Rising star's fall shows a party in disarray

PUBLISHED : Wednesday, 29 December, 2010, 12:00am
UPDATED : Wednesday, 29 December, 2010, 12:00am

The case of Edward Yum Liang-hsien, a League of Social Democrats member who has been arrested on suspicion of rape and indecent assault, has been a hot news item for a couple of weeks.

There has been an obvious rise of news-related infotainment, with the print media today treating most news items as entertainment news to attract readers.

The most radical local political party, a political activist and a sex scandal are without doubt the most potent ingredients that can be used to cook up a sensational story. It is not difficult to understand why this story sells.

People who read these stories are usually not interested in the facts or the social and political implications behind the stories, as they treat them as entertainment news. Their attention spans are often short.

Yum's case has reminded us that certain rules must be observed by political parties and politicians in order to keep their political integrity intact.

It has further exposed the anomie that is affecting our young people - those of the so-called post-1980s generation - making them lack purpose and ethical values.

Our society is changing rapidly and, as it evolves, it will inevitably give rise to many different beliefs and values. We are no longer bound by traditional values.

In fact, we are confronted with a breakdown of social norms while the majority of society adapts to a different set of values.

With regards to Yum's case, if he is charged, we should let the courts decide. According to the common law, everyone charged with a criminal offence shall be presumed innocent until proven guilty.
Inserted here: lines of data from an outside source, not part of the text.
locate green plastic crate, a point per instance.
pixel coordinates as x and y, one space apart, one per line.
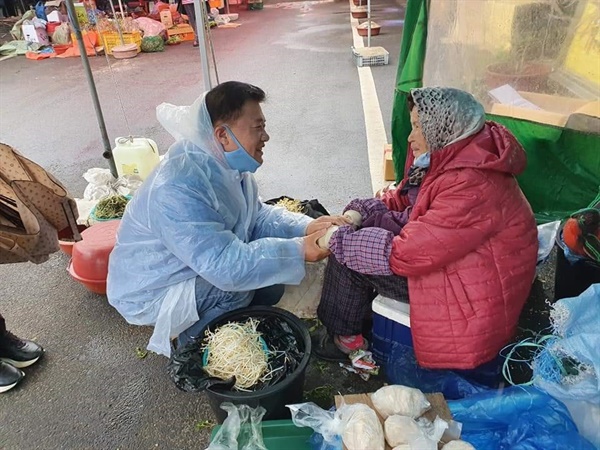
281 435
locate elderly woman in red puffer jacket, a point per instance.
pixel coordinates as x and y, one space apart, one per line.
457 239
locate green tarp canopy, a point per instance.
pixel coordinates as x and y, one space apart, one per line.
563 172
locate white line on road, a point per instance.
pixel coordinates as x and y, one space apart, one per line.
376 137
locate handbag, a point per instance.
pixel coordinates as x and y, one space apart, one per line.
34 206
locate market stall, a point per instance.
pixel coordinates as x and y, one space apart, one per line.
534 66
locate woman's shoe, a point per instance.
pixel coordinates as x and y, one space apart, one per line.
19 352
9 376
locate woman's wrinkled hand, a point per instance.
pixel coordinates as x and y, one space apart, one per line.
325 222
381 192
312 251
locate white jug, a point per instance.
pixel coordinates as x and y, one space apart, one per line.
135 156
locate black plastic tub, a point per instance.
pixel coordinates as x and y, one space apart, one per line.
272 398
573 279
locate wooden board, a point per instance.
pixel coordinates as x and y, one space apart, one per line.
439 407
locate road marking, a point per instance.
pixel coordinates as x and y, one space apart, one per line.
376 137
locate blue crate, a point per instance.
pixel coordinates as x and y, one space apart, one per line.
391 324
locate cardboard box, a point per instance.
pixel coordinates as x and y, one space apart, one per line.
33 34
389 171
166 18
555 110
439 407
185 32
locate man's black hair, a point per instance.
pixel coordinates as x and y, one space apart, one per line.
225 101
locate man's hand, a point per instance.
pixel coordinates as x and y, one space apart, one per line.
312 252
325 222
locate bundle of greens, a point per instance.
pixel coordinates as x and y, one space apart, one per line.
112 207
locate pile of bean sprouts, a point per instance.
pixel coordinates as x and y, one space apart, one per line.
235 349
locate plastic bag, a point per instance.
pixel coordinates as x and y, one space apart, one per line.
61 35
517 418
186 366
400 400
361 429
403 369
241 429
325 423
546 238
421 433
103 184
568 367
Although we are entitled to our opinions, it would be unfair to make personal judgments at this stage.

Before the scandal broke, Yum, the leader of a radical faction in his party, was seen as a rising league star, and many had high hopes that he would pick up the baton from the current leadership and run in the next district council or Legislative Council elections. The case has dealt a serious blow to his political career as the public has high expectations of politicians and public figures. No matter what the outcome, his political life may be more or less over.

Money and sex are often the causes of a politician's downfall. Yum and others allegedly involved in the scandal are all energetic young people willing to contribute to society. For the sake of their own good or their political future, politicians have to be sensitive to the feelings and expectations of members of the public, who typically hold conservative views on social and family issues. The new generation of young politicians would do well to remember this.

Many people may see Yum's case as just another controversy that is troubling the League of Social Democrats. Others fear its internal squabbles could give the impression that things are getting out of control. Political infighting and factional conflicts are inevitable in any democratic political system and they affect all political parties.

But, most unexpectedly, the league appears to have no sense of crisis in the way it is handling this scandal.

Top leaders Wong Yuk-man, 'Long Hair' Leung Kwok-hung and Albert Chan Wai-yip all seem unable to forge a united front, to stop members from spreading personal interpretations and rumours about the case.

Not long ago, the league emerged victorious following the de facto referendum to push for more democratic changes. Many had high hopes that it would play a major role in the local political scene and be able to snatch five geographical seats in the next Legco election.

But, most disappointingly, it has ruined its chances.